La vie en noir

David Shields’ new book is heavy on the quotations and even heavier on the life.

John Sand

In his new book, “The Thing About Life is That One Day You’ll be Dead,” David Shields examines the experience uniting the whole of the human race: death and its inescapability. The book, a jumble of biological statistics, quotations and anecdotes written largely in response to his 97-year-old father’s life, testifies to the universality of death and the limitless room for its interpretation. “The Thing About Life,” though at times engaging, fails to arrive at a concrete conclusion in its examination of death and dying.

“The thing about life is that one day you’ll be dead”

Author: David Shields
Publisher: Alfred A. Knopf, Random House Inc.
Pages: 225
Price: $23.95

The book is divided into five sections as a chronological exploration of human biology and corresponding attitudes toward aging, from infancy to old age.

The biological examination of the body touts facts of all kinds to reference the human condition as a system of variables that all equal the same solution. On average, “tall people outlive short people by 3 years; nonsmokers live 10 years longer than obese people; American immigrants live longer than natives.” Shields discusses a formula for living longer, in which he cites sufficient sleep, sex, religion, education and optimism as factors likely to increase your life expectancy.

The struggle against death, though, is futile. Regardless of your birth weight, the success and number of your marriage(s), whether you were born in Japan or Zambia, all human life ends.

In an attempt to solidify his argument for the universality of death, Shields laces quotes throughout each chapter. He cites Nietzsche, Bacon, Tolstoy, the Bhagavad Gita, saints, philosophers, basketball players and, often, his prepubescent daughter Natalie. The references contemplate the reasons behind death and the speaker’s own attitude toward aging.

“‘Forty-five,'” said Joseph Conrad, “‘is the age of recklessness for many men, as if in defiance of the decay and death waitingÖ'” Shields examines attitudes toward midlife crises and menopause. The quotations are overestimated in their significance, and their meaning is not thoroughly attached to the book’s meaning.
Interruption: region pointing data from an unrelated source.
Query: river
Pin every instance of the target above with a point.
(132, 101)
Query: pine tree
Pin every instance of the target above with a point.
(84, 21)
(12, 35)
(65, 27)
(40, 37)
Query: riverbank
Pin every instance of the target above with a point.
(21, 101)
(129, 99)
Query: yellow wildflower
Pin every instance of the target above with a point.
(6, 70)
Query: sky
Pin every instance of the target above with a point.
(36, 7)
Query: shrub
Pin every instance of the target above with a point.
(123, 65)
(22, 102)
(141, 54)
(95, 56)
In a section called “Last Words,” Shields juxtaposes the ironic and poetic last words of famous figures. “Marie Antoinette, tripping over her executioner’s foot, said, ‘Monsieur, I beg your pardon. I did not do it on purpose.’ ” This is juxtaposed with Charles II, who said, “I have been a most unconscionable time dying, but I beg you to pardon it.” This portion, along with other collections of quotes the book contains, fails to make a striking statement. The references are not given valid explanations, and no conclusion is drawn about their meaning.
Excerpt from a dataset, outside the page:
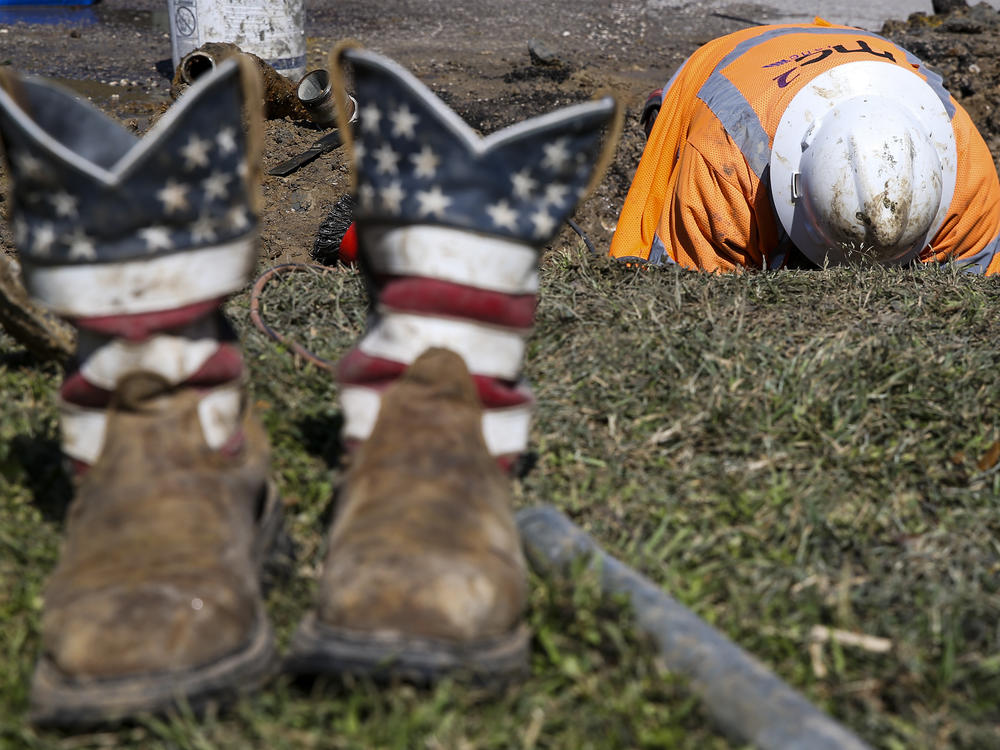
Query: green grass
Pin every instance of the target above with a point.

If death is inevitable – in its diverse manifestations and interpretations – how can we give our brief inhabitation of the earth meaning? Shields says, “The body has no meanings. We bring meanings to it.”
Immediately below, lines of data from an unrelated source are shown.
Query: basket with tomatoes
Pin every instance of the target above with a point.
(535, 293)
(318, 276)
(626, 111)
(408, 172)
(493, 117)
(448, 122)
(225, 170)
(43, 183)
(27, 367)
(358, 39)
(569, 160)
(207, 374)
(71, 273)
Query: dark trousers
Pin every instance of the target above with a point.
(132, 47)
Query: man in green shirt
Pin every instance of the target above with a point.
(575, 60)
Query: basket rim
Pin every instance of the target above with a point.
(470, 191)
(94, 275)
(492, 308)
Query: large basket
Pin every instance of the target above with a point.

The book is woven with anecdotes of experience personal only to Shields and his father. The anecdotes, ranging from nostalgic basketball recollections to the Shields family’s supposed relation to actor Joseph Schildkraut, who played Otto Frank in “The Diary of Anne Frank,” seek to define his father’s life and death. Shields aims to define his father’s life in terms of experience. The characterization of his father is the most entertaining portion of the book, though it often removes itself from the book’s contexts, and would most likely function best in a separate book.

“The Thing About Life” is a fragmented examination of the fruitless struggle against aging and death, and the blossoms of truth and humor that bloom in our resistance to it. With the potential for greatness, the book falls short in its disjointed anecdotes and quotations, which often lose meaning as Shields attempts to transcend personal statement into universal declaration.